At 08:47, our SIEM flagged unusual activity on the customer API – 412 requests in 15 minutes to /v1/users/profile from a single IP. No 429 errors meant rate limits weren't triggered. First thought: "Another marketing team script gone wild."

Reality was worse. The endpoint returned:

  1. Full names
  2. Phone numbers
  3. Password hashes (thankfully bcrypt)
  4. Order history
    1. ...with zero authentication. Just knowing the URL granted access.

      How This Passed Code Review

      Process failures we identified:

      1. Testing: Mock authorization existed but only checked for HTTP 200 status
      2. Documentation: Swagger marked the endpoint as "requires JWT" while the code ignored it
      3. Monitoring: Anomaly alerts for unauthorized requests were only added post-breach
        1. We'd dismissed a similar case in last year's report as "not applicable to our stack."

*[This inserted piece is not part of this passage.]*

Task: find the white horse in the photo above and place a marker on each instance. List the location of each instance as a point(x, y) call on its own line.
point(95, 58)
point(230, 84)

          Remediation Steps

          Beyond the obvious (hotfix, API audit, user notifications):

          • Implemented mandatory auth checks via pre-commit hooks
          • Added SIEM rules for authorized/unauthorized request ratios
          • Filed a CVE (yes, we're angry) against the framework that silently swallowed JWT errors
            • And yes, marketing finally got their dedicated endpoint with restricted data. After three attempts to explain that "we need everything" isn't a security rationale.